There is a classic fable of the ant and the grasshopper. During the summer months when food is plentiful, the grasshopper simply enjoys the experience, while the ant spends all its time hording up food for the winter. When winter comes and the food supply disappears, the grasshopper suffers severely while the ant lives comfortably.

This story teaches the importance of preparing for the future by saving in the present. However, John Dewey, perhaps the greatest educational philosopher of the 20th century, sees things differently when it comes to how we learn. We often subscribe to a mentality that everything we do is in preparation for the future. Dewey thinks that such a mentality is terribly misguided as an educational ideal. Here is what he writes in his short yet deep book, Education and Experience:

“When preparation is made the controlling end [of an educational program], then the potentialities of the present are sacrificed to a suppositious future.

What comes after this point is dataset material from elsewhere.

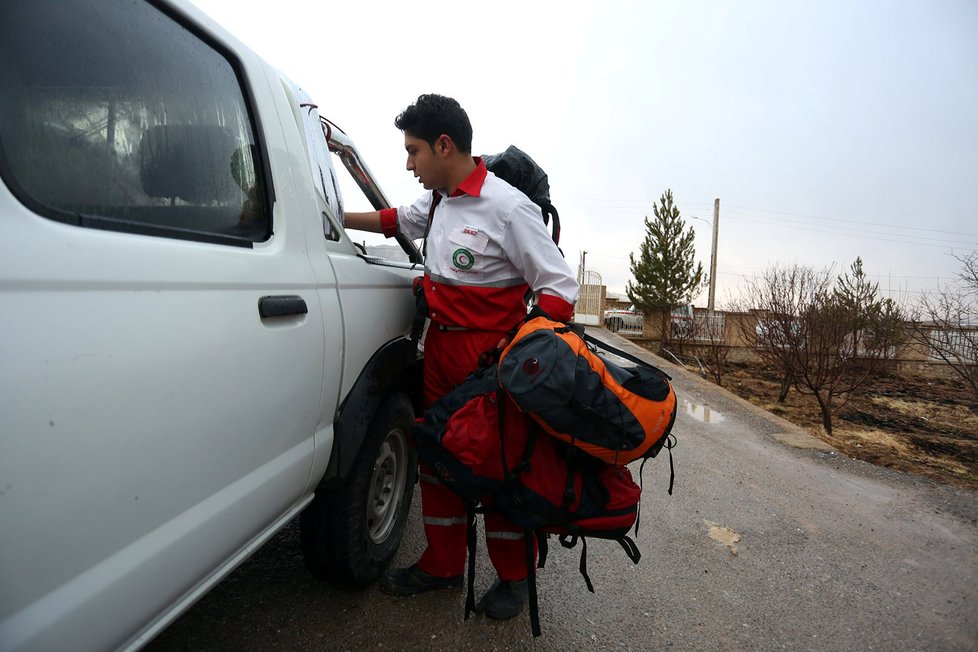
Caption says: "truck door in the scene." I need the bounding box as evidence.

When this happens, the actual preparation for the future is missed or distorted. The ideal of using the present simply to get ready for the future contradicts itself. It omits, and even shuts out, the very conditions by which a person can be prepared for his future. We always live at the time we live and not at some other time, and only by extracting at each present time the full meaning of each present experience are we prepared for doing the same thing in the future. This is the only preparation which in the long run amounts to anything.”

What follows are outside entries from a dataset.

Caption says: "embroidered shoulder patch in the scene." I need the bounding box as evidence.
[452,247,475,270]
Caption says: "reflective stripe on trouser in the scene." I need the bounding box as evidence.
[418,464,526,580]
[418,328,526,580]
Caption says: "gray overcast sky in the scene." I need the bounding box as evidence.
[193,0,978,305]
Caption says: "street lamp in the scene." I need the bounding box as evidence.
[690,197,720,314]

One classic Jewish example of this mentality is the religious school preparation for bar or bat mitzvah. Kids are told, “Learn how to sound out Hebrew, learn how to chant these prayers, learn how to read from the Torah…because you need to do it for your b’nai mitzvah.” And many kids do learn and therefore have a successful ceremony, but when all of the preparation is done for the sake of a future event, when that future event comes and goes, any incentive to keep learning comes and goes as well.

The real future that we should be preparing students for is a future in which they can have an active prayer life, a future in which Jewish ritual is not done for a single ceremony but has ongoing meaning for its own sake. So if we take Dewey seriously, we recognize that the future we are preparing for is one in which Jewish experience is relevant, meaningful, and doable  – and therefore we should teach students at whatever age to have Jewish experiences that are relevant, meaningful, and doable right now.

As Wendy Grinberg writes in eJewishPhilanthropy: “Why have worship services during religious school? It is not to prepare the child to lead services at the age of bar or bat mitzvah or to participate in services as an adult. We have worship services for second graders because second graders are spiritual beings who need an outlet for their own hopes, thoughts and prayers.”

One who experiences a relevant Jewish experience that meets developmental needs in 2nd grade will probably learn to find relevance in Jewish experiences as an adult.